Les femmes mariées (…) qui sortent dans la rue n’auront pas leur tête découverte. Les filles d’hommes libres seront voilées ». Ne vous précipitez point ! Cette citation qui encadre l’usage du voile n’est pas une fatwa décrétée par un groupe radical du XXIe siècle, mais remonte bel et bien à l’ère antique. En effet, les plus anciennes traces écrites sur la prescription du voile paraissent dans la Loi assyrienne que les chercheurs attribuent au roi Téglath Phalazar Ier (1112-1047 av. J.-C.). Ces édits informent sur une des premières fonctions morales et symboliques occupées par le voile, celle de distinguer les femmes mariées des prostituées : « La concubine qui va dans les rues avec sa maîtresse sera voilée. La prostituée ne sera pas voilée, sa tête sera découverte. Qui voit une prostituée voilée l’arrêtera. Les femmes esclaves ne sont pas voilées et qui voit une esclave voilée l’arrêtera ». Au-delà de cette codification des usages du voile, une telle loi est considérée par l’historienne Osire Glacier comme un des éléments marquant la construction des structures patriarcales. Dans Le voile : quelques perspectives historiques, Glacier explique que la sédentarisation progressive des sociétés anciennes fut accompagnée par un déclin de la prédominance féminine en tant que figure vénérée. Le culte des déesses céda alors la place à des structures gouvernées par des rois tout puissants qui n’hésitaient pas à prendre le pouvoir par la force.
Un contrôle sexuel
Cette masculinisation du pouvoir impliqua celle des croyances et de la culture païenne, dont la codification régit aussi la construction du noyau de la famille. Par conséquent, la domination patriarcale ne put être solidement instaurée sans la mise en place, rendue banale, du contrôle de la vie sexuelle des femmes. Érigées au rang de procréatrices, donneuses de vie, et considérées sur cette base comme des déesses, les femmes devinrent des créatures sexuelles qu’il fallait dompter par tous les moyens. Pour Osire Glacier, « comme la fonction principale du voile est de signaler aux hommes que le corps d’une femme appartient à un autre homme, on retient qu’ultimement le voile signifie l’appropriation du corps des femmes par les hommes ». À cette époque, le voile signifiait d’emblée une forme de soumission aux règles patriarcales, dans la mesure où il servit d’outil pour différencier les femmes dignes de respect des autres qui le mériteraient moins.

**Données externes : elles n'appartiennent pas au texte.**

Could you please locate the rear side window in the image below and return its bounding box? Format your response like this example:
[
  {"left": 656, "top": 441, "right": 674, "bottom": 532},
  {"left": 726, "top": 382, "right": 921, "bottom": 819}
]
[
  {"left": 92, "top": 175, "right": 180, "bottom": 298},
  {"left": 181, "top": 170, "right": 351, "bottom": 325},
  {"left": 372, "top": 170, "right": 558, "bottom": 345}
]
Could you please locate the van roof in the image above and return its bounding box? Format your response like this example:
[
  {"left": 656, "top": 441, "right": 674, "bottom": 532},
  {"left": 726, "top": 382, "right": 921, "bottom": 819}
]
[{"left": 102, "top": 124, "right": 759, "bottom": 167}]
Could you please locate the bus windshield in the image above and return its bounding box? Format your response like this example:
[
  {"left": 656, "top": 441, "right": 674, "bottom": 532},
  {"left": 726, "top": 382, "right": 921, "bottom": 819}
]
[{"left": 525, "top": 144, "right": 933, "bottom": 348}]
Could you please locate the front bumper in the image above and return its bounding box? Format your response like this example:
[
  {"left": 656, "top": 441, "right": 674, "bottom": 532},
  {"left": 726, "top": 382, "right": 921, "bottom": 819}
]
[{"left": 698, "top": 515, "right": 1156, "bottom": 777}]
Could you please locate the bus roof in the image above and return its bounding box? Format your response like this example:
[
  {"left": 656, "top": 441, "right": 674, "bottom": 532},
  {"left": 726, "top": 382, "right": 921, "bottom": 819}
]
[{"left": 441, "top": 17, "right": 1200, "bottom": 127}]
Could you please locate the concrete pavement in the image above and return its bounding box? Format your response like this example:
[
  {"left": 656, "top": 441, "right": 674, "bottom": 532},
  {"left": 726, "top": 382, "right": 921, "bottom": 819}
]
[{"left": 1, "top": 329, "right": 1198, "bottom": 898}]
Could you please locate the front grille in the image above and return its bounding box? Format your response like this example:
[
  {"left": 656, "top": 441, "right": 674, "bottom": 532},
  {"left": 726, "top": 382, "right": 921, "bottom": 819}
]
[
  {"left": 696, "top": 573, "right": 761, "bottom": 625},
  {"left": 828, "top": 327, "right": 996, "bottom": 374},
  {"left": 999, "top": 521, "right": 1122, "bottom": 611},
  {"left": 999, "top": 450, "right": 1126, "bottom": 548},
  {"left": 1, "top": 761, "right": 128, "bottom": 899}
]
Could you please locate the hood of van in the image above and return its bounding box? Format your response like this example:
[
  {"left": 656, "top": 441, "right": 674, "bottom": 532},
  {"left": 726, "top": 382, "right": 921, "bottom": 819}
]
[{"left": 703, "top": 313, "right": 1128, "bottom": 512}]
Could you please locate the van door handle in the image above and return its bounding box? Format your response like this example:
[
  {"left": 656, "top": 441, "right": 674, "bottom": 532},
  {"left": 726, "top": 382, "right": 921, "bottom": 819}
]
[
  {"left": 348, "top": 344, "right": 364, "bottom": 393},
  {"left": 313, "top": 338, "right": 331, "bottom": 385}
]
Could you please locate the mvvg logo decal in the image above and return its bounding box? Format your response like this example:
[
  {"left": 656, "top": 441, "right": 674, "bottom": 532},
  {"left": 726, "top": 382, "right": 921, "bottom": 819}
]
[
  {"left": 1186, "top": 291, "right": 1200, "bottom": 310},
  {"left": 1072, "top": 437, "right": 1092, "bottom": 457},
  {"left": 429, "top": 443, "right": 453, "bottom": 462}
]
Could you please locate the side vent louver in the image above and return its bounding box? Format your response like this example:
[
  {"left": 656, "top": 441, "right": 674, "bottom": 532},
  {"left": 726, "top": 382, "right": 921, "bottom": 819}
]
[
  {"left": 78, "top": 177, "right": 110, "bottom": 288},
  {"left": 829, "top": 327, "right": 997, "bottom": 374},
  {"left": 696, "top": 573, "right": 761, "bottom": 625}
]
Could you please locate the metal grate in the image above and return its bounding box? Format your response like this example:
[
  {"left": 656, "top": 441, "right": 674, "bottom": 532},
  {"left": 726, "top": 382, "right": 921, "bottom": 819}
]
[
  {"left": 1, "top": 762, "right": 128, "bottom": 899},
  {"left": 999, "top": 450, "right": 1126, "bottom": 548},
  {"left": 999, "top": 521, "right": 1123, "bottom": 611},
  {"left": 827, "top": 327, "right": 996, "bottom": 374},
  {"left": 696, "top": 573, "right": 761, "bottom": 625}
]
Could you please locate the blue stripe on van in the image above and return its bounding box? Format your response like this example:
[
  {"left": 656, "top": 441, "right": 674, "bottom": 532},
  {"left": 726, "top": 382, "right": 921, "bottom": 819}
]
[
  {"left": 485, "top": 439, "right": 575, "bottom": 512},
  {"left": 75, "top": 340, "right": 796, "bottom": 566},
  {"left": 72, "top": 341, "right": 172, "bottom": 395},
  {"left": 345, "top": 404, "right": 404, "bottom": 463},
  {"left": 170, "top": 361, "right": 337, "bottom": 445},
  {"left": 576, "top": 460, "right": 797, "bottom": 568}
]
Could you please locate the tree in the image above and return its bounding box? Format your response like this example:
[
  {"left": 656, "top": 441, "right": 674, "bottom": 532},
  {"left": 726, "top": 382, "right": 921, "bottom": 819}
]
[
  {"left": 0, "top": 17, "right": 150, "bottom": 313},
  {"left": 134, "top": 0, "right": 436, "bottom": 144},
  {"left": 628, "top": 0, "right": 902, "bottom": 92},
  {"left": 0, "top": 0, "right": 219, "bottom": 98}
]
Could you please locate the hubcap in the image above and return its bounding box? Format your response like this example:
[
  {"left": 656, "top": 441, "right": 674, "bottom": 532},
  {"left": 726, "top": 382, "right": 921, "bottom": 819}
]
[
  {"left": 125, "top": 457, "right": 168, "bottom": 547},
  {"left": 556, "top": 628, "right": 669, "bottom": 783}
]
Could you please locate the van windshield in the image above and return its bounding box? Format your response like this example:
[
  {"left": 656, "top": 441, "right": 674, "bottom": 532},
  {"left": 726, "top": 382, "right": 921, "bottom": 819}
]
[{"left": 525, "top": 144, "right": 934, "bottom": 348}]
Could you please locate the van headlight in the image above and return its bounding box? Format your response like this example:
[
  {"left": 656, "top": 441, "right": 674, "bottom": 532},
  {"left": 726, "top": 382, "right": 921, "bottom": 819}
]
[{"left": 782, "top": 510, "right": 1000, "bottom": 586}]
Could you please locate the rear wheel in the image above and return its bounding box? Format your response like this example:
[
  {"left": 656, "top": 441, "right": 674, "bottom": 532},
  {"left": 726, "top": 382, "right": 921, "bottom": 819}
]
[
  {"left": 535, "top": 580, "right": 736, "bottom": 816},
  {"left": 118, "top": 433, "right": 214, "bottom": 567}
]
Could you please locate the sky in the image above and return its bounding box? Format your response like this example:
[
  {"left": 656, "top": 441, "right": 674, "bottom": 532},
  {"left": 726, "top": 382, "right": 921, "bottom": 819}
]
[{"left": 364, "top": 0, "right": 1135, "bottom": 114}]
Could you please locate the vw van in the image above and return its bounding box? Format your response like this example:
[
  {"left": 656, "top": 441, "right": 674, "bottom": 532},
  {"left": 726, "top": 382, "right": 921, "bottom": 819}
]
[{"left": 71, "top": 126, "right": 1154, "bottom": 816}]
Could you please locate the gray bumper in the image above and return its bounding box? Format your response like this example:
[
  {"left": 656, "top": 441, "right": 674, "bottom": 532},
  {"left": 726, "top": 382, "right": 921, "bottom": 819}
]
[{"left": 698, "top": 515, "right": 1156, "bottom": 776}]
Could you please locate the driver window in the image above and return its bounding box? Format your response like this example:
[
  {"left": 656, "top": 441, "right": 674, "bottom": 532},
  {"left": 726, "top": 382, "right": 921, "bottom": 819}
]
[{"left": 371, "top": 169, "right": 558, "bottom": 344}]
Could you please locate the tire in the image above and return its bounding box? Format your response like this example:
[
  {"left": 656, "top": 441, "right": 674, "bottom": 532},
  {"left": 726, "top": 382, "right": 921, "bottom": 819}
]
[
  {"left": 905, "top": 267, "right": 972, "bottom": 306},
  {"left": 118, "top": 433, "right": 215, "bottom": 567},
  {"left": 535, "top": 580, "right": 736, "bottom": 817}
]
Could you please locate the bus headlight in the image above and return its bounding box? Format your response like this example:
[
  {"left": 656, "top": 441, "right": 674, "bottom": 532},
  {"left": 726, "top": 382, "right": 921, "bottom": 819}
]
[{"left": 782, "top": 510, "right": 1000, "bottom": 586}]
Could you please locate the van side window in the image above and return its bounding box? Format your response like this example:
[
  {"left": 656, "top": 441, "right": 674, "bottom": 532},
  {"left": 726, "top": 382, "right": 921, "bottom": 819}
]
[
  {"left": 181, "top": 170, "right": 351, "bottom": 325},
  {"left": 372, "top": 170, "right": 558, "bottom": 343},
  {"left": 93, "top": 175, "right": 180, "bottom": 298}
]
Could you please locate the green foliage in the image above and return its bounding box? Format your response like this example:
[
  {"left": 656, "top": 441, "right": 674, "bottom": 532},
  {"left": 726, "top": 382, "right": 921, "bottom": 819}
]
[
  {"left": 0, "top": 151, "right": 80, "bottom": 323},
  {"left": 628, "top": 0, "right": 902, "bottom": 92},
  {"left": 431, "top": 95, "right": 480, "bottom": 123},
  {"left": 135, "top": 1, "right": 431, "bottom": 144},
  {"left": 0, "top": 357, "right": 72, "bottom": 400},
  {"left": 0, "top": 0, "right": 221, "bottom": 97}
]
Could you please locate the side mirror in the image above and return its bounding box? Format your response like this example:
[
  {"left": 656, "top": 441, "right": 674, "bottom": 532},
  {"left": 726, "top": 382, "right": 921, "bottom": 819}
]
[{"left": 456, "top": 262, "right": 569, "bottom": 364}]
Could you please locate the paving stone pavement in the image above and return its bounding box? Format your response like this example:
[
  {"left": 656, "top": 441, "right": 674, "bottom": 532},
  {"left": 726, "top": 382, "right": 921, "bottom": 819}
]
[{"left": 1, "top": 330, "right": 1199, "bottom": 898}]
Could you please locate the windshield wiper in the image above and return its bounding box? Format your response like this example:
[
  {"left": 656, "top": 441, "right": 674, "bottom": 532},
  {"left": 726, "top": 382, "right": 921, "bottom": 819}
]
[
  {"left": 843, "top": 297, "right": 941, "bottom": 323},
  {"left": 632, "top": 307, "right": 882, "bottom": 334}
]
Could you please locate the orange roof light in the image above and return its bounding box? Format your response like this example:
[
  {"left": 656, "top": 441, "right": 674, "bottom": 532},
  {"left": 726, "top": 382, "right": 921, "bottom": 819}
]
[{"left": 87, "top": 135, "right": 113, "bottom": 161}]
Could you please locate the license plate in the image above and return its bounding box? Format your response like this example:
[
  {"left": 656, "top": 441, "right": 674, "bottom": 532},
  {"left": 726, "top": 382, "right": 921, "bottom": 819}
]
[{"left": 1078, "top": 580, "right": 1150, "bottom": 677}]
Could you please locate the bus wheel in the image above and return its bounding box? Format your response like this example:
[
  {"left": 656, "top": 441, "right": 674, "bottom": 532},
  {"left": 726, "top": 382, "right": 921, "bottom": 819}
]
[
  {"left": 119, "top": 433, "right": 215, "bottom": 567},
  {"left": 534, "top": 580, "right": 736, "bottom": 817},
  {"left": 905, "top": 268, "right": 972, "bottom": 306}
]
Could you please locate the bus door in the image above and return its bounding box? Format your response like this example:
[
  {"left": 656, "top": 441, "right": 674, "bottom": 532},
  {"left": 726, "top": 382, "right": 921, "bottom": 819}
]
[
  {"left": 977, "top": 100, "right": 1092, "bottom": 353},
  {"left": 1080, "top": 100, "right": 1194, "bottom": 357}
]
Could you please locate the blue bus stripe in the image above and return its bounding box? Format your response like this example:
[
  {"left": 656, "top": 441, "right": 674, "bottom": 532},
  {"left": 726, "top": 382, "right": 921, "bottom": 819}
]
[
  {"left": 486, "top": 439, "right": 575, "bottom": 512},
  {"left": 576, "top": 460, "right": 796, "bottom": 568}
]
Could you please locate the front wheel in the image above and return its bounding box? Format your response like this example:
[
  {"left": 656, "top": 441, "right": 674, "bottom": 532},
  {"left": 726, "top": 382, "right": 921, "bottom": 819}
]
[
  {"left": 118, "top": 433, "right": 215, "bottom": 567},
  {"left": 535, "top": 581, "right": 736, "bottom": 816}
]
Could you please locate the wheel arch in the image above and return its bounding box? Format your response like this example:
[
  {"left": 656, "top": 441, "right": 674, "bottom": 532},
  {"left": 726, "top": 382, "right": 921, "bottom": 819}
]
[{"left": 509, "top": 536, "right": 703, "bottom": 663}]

Ce principe partait de l’idée selon laquelle les femmes qui affichaient leur beauté suggéraient un charme auquel les hommes succomberaient inéluctablement. De surcroît, elles mèneraient les hommes vers la dépravation et la civilisation qu’ils auraient construite vers le déclin. D’ailleurs, plusieurs recherches appuyèrent l’idée de la fonction du voile en dehors de l’usage coutumier qui institua une soumission conventionnellement acceptée : À Rome, comme dans la Grèce antique, les valeurs de la pudeur, de la modestie et de l’humilité se rejoignent dans cette signification morale du voile. Des valeurs que l’on retrouvera bien plus tard dans les préceptes des religions monothéistes.
Du païen au monothéiste
Dans les préceptes judaïques, le voile resta globalement lié à la coutume, plutôt qu’à la réflexion théologique. À travers sa recherche intitulée Que dévoile le voile ?, Gaël Benhayoun précise que « les écrits bibliques et talmudiques concernant la question sont peu nombreux, mais très divers, traduisant le peu d’homogénéité théorique sur la question ». Le lien établi entre le voile et les questions de séduction resta longtemps récurrent, comme le précise l’auteur : «Les talmudistes sont clairs : la jeune fille peut garder sa chevelure apparente, mais une fois mariée, elle se doit de se voiler, par respect pour son mari, dans l’idée de ne pas susciter le désir chez d’autres hommes que lui (…) Aujourd’hui encore, dans les milieux juifs orthodoxes, la femme n’est autorisée à montrer sa chevelure qu’à son époux ». Ces notions inspireront fortement la prescription du voile, telle que reprise par l’Église chrétienne.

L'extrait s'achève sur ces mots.